At most 20 requests wait. Each one waits at most 50ms. If the queue is full or the timeout fires, the request is rejected with a reason, not left hanging.

This is the tradeoff LoadLens visualizes: a bounded queue absorbs short bursts, but under sustained load it adds latency without reducing rejection. The timeout keeps the queue from becoming a latency trap.

Synchronous fail-fast

When you can't afford even the overhead of a promise, tryAcquire gives a synchronous answer.

const result = bulkhead.tryAcquire();

if (!result.ok) {
  return res.status(503).send('busy');
}

try {
  await handleRequest();
} finally {
  result.token.release();
}

No async. No queue check. Either a slot is free right now or the request is rejected. This is the path you want for hot routes where every microsecond of admission overhead matters.

Observability built in

Hooks fire synchronously on admission, rejection, release, and close. They're designed for metrics export, not control flow.

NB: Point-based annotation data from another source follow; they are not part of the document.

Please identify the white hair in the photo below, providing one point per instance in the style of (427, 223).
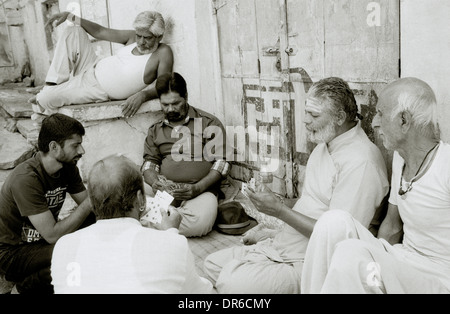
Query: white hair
(417, 98)
(151, 21)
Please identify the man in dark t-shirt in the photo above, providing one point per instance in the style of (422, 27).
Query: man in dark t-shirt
(31, 199)
(188, 149)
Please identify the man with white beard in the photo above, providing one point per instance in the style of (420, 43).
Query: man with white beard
(345, 171)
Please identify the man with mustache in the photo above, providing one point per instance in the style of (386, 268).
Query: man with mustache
(184, 154)
(30, 202)
(411, 253)
(78, 76)
(345, 171)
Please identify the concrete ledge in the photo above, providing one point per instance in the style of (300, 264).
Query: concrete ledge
(15, 103)
(105, 110)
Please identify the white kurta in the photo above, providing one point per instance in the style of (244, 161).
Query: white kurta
(120, 256)
(348, 174)
(344, 257)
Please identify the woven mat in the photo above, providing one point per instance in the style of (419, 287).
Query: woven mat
(212, 242)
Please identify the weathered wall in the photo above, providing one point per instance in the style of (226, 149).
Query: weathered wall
(272, 51)
(425, 45)
(12, 41)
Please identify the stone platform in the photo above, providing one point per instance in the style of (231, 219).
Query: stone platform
(107, 131)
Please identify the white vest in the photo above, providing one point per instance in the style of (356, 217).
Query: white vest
(122, 75)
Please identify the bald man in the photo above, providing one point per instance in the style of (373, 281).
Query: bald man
(412, 252)
(117, 255)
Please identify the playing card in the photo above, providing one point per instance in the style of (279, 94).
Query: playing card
(153, 211)
(252, 184)
(244, 188)
(164, 199)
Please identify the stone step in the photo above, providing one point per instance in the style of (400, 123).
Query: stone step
(105, 110)
(15, 103)
(14, 149)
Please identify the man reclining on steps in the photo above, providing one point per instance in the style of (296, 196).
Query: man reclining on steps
(77, 75)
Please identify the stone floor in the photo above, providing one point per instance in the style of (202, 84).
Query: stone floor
(16, 147)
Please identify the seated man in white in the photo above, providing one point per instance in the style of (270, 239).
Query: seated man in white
(345, 171)
(412, 251)
(77, 75)
(117, 254)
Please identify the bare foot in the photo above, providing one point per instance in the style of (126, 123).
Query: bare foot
(34, 90)
(37, 118)
(258, 234)
(32, 100)
(11, 125)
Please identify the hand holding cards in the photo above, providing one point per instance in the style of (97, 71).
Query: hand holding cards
(155, 206)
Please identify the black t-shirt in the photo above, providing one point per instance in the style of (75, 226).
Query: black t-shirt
(28, 191)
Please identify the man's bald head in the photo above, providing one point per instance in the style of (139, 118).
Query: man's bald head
(416, 97)
(113, 184)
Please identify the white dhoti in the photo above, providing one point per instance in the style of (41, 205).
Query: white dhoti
(344, 257)
(252, 270)
(72, 69)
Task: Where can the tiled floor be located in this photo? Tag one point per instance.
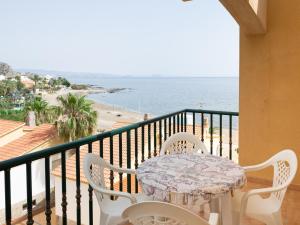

const bulkhead = createBulkhead({
  name: 'search',
  maxConcurrent: 20,
  hooks: {
    onReject(event) {
      metrics.increment('bulkhead.reject', {
        bulkhead: event.name,
        reason: event.reason,
      });
    },
  },
});

Hook exceptions are swallowed and counted in stats().hookErrors. Observability code cannot break request handling.

stats() gives you the full picture at any point: inFlight, pending, totalAdmitted, totalReleased, rejected, rejectedByReason. All pure reads, no side effects.

Graceful shutdown

When your process receives SIGTERM, you want to stop admitting new work while letting in-flight work finish.

bulkhead.close();
await bulkhead.drain();
process.exit(0);

close() is synchronous and immediate. It rejects everyone waiting in the queue with reason shutdown and blocks all future admission. drain() resolves when every in-flight token has been released.

What it doesn't do

No retries. No circuit breaking. No scheduling. No persistence. No distributed coordination.

Those are real concerns, but they belong in separate layers. A bulkhead answers one question: should this work start right now? Everything else composes around it.